Available models w/ PyTorch:
* Faster R-CNN w/ ResNet50 backbone (accurate, slower)
* Faster R-CNN w/ MobileNet v3 backbone (faster, less accurate)
* RetinaNet w/ ResNet50 backbone (balance accuracy and speed)

Input images will be classified using the top predictions among the 90 classes recognized by the COCO dataset. Try it on, modify the inputImage variable to suit the needs.

### Environment configuration

In [1]:
pip install numpy==1.24.1

Note: you may need to restart the kernel to use updated packages.



[notice] A new release of pip available: 22.2.2 -> 23.0.1
[notice] To update, run: python.exe -m pip install --upgrade pip


In [2]:
pip install torch torchvision

Note: you may need to restart the kernel to use updated packages.
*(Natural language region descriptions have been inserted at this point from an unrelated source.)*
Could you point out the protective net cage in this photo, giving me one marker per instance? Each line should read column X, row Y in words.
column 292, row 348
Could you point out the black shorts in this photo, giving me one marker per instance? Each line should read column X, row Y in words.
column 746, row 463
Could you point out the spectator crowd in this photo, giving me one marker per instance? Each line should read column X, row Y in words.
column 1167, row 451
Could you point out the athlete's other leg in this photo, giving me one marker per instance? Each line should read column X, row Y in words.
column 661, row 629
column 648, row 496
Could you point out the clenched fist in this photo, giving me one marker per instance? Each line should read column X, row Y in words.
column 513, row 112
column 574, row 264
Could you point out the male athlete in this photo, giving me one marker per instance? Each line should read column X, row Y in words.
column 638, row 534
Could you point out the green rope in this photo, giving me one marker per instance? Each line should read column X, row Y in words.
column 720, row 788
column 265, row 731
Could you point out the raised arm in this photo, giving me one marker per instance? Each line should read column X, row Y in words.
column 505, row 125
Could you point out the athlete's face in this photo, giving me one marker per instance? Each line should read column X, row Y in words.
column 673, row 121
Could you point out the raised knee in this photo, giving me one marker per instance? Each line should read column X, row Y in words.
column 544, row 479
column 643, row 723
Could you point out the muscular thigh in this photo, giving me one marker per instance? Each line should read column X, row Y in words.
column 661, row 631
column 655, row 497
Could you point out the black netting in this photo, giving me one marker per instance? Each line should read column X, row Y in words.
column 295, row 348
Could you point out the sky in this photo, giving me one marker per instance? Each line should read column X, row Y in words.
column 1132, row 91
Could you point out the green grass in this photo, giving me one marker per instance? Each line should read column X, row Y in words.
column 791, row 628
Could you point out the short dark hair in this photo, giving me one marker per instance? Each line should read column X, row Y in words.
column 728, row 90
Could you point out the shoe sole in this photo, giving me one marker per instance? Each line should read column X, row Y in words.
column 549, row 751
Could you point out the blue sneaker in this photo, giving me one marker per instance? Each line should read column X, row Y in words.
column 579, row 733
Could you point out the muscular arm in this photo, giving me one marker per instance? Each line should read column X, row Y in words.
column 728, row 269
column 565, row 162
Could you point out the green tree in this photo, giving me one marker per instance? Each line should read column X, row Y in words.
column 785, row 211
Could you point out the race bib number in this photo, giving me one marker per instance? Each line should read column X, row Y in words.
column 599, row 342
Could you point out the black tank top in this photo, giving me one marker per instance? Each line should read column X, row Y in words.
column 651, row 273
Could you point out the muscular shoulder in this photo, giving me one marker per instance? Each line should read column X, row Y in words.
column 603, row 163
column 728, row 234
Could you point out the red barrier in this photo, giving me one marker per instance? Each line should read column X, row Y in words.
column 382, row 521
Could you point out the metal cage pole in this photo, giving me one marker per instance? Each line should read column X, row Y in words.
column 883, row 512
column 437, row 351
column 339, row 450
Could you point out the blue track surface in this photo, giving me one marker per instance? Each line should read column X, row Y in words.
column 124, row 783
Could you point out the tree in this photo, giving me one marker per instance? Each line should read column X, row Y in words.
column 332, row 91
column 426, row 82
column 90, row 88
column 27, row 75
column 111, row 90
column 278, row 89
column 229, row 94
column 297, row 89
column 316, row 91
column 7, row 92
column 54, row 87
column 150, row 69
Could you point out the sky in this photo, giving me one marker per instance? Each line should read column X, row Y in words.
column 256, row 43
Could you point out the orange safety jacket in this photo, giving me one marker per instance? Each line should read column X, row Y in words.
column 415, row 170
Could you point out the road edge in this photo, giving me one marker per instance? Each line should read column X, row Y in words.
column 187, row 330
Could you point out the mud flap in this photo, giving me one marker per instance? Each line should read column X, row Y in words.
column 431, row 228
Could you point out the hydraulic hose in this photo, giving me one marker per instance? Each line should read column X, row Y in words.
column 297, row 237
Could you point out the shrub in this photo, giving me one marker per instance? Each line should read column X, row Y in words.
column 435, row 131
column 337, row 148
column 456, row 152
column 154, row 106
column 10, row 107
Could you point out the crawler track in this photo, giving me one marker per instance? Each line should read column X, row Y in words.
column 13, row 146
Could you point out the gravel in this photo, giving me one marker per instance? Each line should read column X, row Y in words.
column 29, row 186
[notice] A new release of pip available: 22.2.2 -> 23.0.1
[notice] To update, run: python.exe -m pip install --upgrade pip


In [3]:
pip install opencv-contrib-python

Note: you may need to restart the kernel to use updated packages.



[notice] A new release of pip available: 22.2.2 -> 23.0.1
[notice] To update, run: python.exe -m pip install --upgrade pip


In [4]:
pip install imutils

Note: you may need to restart the kernel to use updated packages.



[notice] A new release of pip available: 22.2.2 -> 23.0.1
[notice] To update, run: python.exe -m pip install --upgrade pip


### Importing packages

In [5]:
# import the necessary packages
from torchvision.models import detection
import numpy as np
import imutils
import argparse
import pickle
import torch
import cv2

The most important import is detection from torchvision.models. The detection module contains PyTorch’s pre-trained object detectors.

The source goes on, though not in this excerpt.